Türkiye, Midilli ve Sakız Adalarına ABD menşeili zırhlı araç sevkiyatı yapan Yunanistan’a ve ABD’ye nota verdi.

Yunanistan'ın Midilli ve Sakız Adalarına ABD menşeili zırhlı araçları konuşlandırmasını Türkiye, Yunanistan ve ABD nezdinde protesto etti.

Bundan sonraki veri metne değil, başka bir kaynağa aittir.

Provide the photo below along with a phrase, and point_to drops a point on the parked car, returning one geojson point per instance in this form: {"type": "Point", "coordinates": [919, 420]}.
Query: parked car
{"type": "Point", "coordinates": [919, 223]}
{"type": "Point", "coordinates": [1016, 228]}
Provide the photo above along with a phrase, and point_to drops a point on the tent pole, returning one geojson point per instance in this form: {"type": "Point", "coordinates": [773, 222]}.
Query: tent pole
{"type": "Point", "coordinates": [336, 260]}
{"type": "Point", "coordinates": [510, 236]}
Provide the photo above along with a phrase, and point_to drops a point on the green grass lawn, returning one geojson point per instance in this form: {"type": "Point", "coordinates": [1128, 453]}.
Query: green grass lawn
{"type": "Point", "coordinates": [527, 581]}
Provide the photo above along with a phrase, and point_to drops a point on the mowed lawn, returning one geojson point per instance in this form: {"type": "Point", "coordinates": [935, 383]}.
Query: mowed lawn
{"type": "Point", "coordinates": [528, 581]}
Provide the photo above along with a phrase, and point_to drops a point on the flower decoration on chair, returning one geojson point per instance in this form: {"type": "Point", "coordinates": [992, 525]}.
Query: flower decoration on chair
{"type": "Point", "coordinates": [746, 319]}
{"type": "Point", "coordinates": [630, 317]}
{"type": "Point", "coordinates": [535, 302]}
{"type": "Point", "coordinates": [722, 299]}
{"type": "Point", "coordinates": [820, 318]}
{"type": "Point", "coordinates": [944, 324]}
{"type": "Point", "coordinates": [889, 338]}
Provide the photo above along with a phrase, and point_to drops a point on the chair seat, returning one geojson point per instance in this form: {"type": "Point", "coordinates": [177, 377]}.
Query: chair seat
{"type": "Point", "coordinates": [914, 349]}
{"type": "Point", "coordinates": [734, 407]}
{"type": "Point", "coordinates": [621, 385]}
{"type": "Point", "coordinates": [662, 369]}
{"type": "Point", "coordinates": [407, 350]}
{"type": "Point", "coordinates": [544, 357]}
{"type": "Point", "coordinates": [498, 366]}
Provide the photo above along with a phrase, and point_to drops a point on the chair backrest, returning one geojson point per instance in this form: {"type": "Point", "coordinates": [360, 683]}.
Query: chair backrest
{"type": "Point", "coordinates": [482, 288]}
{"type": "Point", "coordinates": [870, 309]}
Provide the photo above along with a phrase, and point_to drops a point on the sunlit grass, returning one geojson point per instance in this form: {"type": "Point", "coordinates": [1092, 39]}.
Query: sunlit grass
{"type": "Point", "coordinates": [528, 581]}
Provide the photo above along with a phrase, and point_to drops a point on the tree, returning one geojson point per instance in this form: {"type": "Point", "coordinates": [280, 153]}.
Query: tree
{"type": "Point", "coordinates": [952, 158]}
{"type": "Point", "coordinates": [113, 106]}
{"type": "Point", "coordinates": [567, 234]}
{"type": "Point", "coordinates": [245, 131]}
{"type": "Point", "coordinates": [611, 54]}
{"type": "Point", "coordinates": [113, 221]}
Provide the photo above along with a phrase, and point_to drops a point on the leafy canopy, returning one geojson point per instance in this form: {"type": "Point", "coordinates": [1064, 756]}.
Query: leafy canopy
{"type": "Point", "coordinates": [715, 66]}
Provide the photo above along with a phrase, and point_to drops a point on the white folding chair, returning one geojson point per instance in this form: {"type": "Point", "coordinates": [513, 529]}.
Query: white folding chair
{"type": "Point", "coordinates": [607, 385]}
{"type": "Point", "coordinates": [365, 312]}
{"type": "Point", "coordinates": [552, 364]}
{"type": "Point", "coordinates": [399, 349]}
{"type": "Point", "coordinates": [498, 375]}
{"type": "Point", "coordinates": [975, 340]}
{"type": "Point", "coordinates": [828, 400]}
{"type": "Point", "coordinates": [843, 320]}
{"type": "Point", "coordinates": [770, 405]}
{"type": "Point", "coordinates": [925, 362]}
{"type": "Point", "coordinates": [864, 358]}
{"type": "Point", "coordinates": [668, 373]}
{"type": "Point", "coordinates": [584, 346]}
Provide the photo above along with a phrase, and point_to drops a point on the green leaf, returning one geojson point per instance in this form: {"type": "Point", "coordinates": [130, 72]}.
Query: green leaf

ABD’ye verilen protesto notasında, Doğu Ege adalarının statüsüne riayet etmesini ve silahların statünün ihlali için kullanılmaması konusunda tedbir alması istenirken Dışişlerine çağrılan Yunanistan'ın Ankara Büyükelçisi'nden adalardaki ihlallere son verilmesi ve gayriaskeri statüyü ihya etmesi istendi.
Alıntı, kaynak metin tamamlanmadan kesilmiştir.